The place and architectural form the cult took in urban and rural settings were different. There were large, well-established sanctuaries like Pessinos in Phrygia. At the latest in the 3rd century BC Pessinos was the centre of her cult. The texts describe a splendid temple in which a black meteorite was kept that symbolized the goddess. “The image of the Mother in Pessinous was said to be so ancient that it was not made by human hands, but had fallen from the sky. This later gave rise to a suggested etymology for the site, that the name Pessinous derived from the circumstance of the image’s falling, pesein meaning ‘to fall’.”

Many sacred sites, however, were not so obviously marked. In the countryside any rock-face or cave with a spring inside could be dedicated to the goddess mother. She was worshipped in the caves of Mount Lobrinos, or in the grotto of Steunos. She was the mistress of the healing waters in Hierapolis.

An unusual combination of the sacred sites can be found in Aezani in Phrygia, where there was a temple dedicated to Zeus but the subterranean structure served for the worship of Meter. The two deities are mentioned together in the inscriptions and terracotta figures of Cybele were found there. The grotto was entered from opisthdomos, above which a female protome emerged from acanthus leaves, whereas the gable above the entrance to the cella was decorated with a male figure. The artificial grotto in the temple seems to imitate a natural cave near the city, known as Steunos. This cave was believed to be the birthplace of Zeus and was sacred to Meter.

The most prominent aspect of the Phrygian mother goddess is her association with mountains, hollows and wild spaces. Something that is underlined by her typical Phrygian adjective “kubileya” meaning “of the mountain”. The Greek colonists in the western Anatolia translated her name as Meter Oraia and she was worshipped in the caves near Ariassos and Sia. And this link with the mountains influenced later cults of mother goddesses in other regions of Asia Minor, such as Meter Kadmene near Laodikeia or Meter Metaurene in Pisidia.

The rock-shrine of Meter Kademene dating to 2-3 century AD, includes a niche, the pediment of which is decorated with a head of a bull. The goddess is shown sitting on a throne, wearing a chiton and a polos crown on her head.  To her right, there is a lion, and farther to the right a male figure with a spear raised towards the lion. So, we see the same attributes as the Phrygian mother, so Meter Kadmene was probably associated with protection.

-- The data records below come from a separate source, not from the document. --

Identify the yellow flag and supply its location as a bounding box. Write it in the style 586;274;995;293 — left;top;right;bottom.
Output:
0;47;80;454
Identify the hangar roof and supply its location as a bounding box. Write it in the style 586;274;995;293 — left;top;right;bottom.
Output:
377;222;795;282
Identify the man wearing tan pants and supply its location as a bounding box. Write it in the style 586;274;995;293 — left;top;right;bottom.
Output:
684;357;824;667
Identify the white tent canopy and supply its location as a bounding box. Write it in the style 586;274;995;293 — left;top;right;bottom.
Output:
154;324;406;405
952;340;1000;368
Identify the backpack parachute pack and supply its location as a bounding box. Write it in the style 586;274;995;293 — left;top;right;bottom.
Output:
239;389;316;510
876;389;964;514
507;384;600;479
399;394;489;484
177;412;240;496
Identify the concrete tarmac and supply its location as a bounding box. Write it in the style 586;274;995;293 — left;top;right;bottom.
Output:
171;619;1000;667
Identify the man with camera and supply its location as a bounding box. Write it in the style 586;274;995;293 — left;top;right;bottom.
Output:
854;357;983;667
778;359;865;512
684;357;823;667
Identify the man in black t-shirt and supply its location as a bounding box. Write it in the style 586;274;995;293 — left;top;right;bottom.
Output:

Another interesting example is Mount Sipylos in Lydia. Here the goddess mother was known as Matar Sipylene. Pausanias reported it to be the most ancient of the images of the Mother of gods, describing a seated figure carved out of the natural rock on the north slope of the mountain. The sculpture, which can still be seen, depicts a seated figure in a long robe, although it is a Hittite image, not Phrygian, a Hittite hieroglyph to the right of the figure identifies it as a work of the late Bronze age. Another interesting detail is that Mount Sipylos later became associated with a different mother. Niobe, who lost all of her children to the wrath of Artemis and Apollo after challenging their mother Leto, was said to turn into a rock because of her immeasurable grief. Nowadays Mount Spil, that looks like a woman in profile, is known as the Weeping Mountain in memory of Niobe crying for her children.

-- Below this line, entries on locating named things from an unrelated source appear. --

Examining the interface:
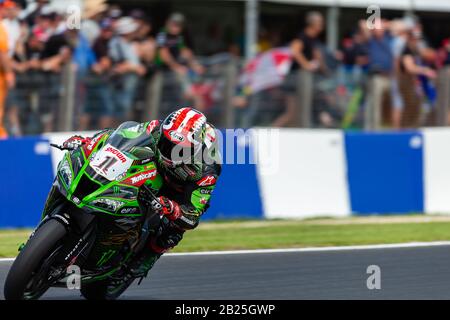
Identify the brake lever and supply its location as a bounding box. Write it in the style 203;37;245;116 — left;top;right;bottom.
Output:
141;184;163;212
50;143;66;151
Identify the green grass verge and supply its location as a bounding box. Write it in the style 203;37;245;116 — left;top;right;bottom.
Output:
0;221;450;257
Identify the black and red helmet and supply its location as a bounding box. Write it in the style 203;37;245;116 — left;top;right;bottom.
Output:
157;107;206;179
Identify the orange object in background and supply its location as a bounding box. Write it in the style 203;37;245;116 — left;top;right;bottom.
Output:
0;14;8;138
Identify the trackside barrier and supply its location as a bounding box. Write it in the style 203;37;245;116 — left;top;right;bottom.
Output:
0;128;450;228
0;137;53;228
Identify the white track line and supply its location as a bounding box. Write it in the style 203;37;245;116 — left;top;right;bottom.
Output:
0;241;450;262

Goddess’s epitheton was not always derived from the name of the mountain. Sometimes it was simply derived from the name of a local area, like Meter Malene in the territory of Malos, where a shepherd made a dedication to Meter Malene for the protection of his herd and his dogs.

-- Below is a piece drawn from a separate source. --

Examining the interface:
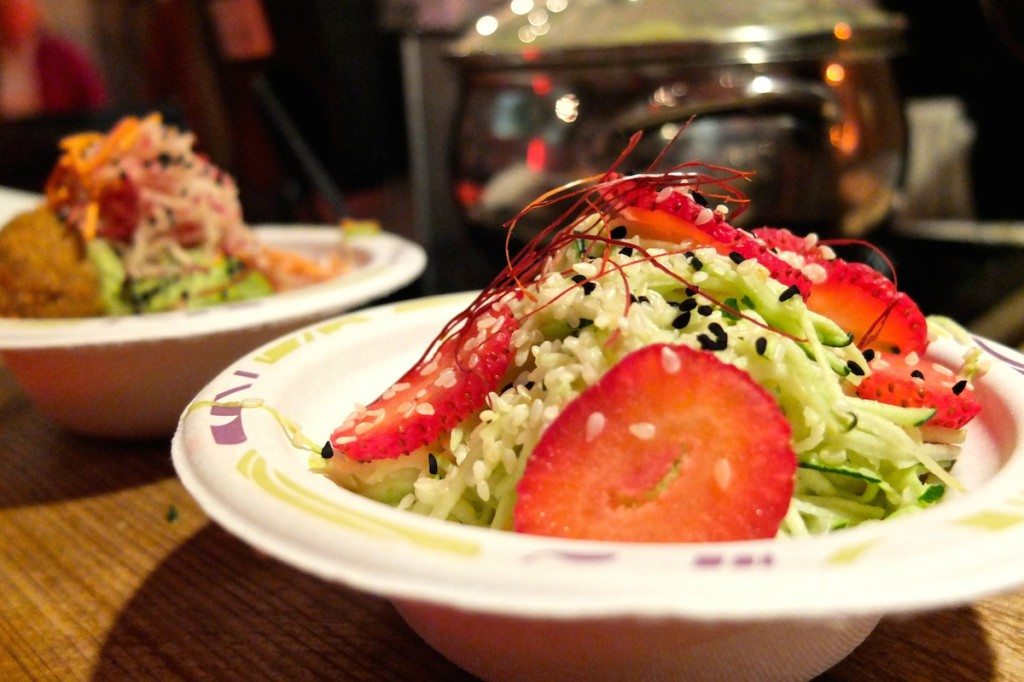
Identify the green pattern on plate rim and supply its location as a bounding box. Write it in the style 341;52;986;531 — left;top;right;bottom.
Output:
237;450;480;555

It’s interesting that in some agricultural communities, the mother goddess became associated with the harvest and fertility of the soil, which is evident, for example, in her Imperial period altar from Sagalassos decorated with corn, wheat and grapes.  It was never the case in Phrygia, where she was the deity of mountains and wilderness, and was never linked with fertility or portrayed with children. Therefore, we see not a direct adoption of the Phrygian mother cult but a synthesis of Neolithic fertility goddess and the Phrygian mountain mother.